For this to work, Google's proto definitions must be available when you run protoc:

protoc -I=/usr/local/include/proto/ -I=. ...

They are available from the protocol buffer source: https://github.com/protocolbuffers/protobuf/releases/download/v3.6.1/protoc-3.6.1-osx-x86_64.zip.

Oneofs

The value of a oneof field must be set to a tuple where the first element is the name of the field and the second is the value. Given:

message Event {
  oneof event_oneof {
    Commit commit = 1;
    Wiki wiki = 2;
  }
}

Then valid values for event_oneof are: nil, {:commit, Commit.t} or {:wiki, Wiki.t}.

Jason and Oneofs

Generated structures have a @derive Jason.Encoder.

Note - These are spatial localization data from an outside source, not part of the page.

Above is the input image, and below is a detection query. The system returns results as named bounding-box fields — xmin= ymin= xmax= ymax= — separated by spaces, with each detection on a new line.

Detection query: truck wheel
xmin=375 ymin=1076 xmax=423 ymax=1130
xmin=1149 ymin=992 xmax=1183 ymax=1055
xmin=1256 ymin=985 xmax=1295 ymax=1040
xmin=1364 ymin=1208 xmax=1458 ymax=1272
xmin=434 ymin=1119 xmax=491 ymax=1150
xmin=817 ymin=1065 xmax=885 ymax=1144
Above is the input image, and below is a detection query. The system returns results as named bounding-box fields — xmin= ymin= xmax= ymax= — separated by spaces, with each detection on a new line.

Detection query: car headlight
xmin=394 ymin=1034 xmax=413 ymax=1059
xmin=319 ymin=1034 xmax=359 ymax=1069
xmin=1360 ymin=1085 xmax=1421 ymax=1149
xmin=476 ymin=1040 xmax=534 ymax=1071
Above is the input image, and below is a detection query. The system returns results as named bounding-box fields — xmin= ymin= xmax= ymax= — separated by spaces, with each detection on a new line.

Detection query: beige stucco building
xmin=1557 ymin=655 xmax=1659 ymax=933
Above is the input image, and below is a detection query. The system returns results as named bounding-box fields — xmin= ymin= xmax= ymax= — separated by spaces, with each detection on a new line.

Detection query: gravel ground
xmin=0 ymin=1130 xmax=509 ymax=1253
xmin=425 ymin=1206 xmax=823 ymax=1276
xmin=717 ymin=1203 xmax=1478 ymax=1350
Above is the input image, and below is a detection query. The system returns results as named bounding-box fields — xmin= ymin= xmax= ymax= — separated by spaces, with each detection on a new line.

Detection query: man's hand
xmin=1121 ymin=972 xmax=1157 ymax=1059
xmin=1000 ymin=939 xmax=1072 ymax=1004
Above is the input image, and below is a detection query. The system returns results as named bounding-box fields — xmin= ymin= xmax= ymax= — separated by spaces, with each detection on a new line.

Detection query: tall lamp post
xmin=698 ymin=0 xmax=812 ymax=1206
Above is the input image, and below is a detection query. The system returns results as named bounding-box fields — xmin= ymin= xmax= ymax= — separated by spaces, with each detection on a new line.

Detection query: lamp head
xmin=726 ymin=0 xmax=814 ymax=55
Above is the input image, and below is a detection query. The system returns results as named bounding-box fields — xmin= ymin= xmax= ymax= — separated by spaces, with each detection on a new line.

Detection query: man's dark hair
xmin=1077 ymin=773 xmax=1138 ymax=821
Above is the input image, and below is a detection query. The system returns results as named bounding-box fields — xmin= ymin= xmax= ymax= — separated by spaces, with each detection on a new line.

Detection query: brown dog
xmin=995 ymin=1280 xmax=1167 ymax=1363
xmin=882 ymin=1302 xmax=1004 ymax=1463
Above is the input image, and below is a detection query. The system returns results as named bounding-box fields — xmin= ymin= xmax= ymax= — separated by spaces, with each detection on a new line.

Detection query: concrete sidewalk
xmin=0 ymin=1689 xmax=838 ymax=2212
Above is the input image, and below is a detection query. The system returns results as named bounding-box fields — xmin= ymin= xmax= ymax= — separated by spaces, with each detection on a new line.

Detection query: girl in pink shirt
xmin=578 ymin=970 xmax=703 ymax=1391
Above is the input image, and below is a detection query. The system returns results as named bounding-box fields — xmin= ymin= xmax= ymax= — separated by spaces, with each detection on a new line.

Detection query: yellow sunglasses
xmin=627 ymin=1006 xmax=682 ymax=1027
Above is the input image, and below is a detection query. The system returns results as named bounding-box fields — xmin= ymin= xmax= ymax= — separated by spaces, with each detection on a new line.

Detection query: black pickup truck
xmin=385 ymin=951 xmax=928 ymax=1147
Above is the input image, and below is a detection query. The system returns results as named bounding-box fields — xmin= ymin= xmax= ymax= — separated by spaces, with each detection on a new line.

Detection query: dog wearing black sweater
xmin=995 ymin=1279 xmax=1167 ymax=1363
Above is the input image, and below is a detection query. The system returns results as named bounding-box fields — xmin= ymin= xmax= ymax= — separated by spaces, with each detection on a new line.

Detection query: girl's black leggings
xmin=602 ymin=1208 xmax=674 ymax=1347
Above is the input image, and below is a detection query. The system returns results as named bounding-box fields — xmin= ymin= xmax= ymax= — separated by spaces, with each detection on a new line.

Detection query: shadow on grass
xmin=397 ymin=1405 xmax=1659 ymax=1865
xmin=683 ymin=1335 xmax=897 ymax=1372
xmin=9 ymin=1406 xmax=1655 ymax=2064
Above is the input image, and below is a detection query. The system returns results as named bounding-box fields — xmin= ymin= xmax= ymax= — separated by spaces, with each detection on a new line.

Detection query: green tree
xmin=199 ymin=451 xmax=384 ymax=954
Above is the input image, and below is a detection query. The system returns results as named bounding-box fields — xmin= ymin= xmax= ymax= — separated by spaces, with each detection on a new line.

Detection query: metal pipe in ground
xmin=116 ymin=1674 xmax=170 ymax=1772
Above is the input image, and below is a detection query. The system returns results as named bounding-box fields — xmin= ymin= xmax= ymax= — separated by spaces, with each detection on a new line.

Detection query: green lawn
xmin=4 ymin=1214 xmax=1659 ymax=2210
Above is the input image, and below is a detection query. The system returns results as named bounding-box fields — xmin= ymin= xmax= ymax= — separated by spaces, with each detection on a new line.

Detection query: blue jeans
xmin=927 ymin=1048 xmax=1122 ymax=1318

For simple messages, this means you can use Jason.encode(struct) to generate a json representation of your messages.

This fails for oneofs, since Jason can't encode tuples ({:type, value}). For this reason, a oneof can also be specified using a map, following either pattern:

  %{oneof: :commit, value: Commit.t}

  # or

  %{commit: Commit.t}

Note however that when decoding, it will always go to the tuple version.

Json Message Encoding

It's possible to not generate @derive Jason.Encoder on a per-message basis by using a custom option, say in options.proto:

syntax = "proto2";

extend google.protobuf.MessageOptions {
  int32 json_message = 78832;
}

And then using it in your message:

message Something {
  option (json_message) = 0;
  ...
}

Json Field Encoding

It's possible to automatically encode and decode a bytes field to and from Json. First, define a FieldOptions:

syntax = "proto2";

extend google.protobuf.MessageOptions {
  int32 json_field = 78832;
}

And then using it in your message:

message Something {
  bytes data = 1 [(json_field) = 1];
}

Which results in:

  something = [data: %{over: 9000}]
  |> Something.new()
  |> something.encode!()
  |> Somethihg.decode!()

  something.data == %{"over" => 9000}

Note that if you assign the json_field a value of 2, keys will be atomified.

What's Ugly?

There are two distinctly ugly parts of the code. The first is pretty much anything to do with oneof fields. The second is the decoding of maps.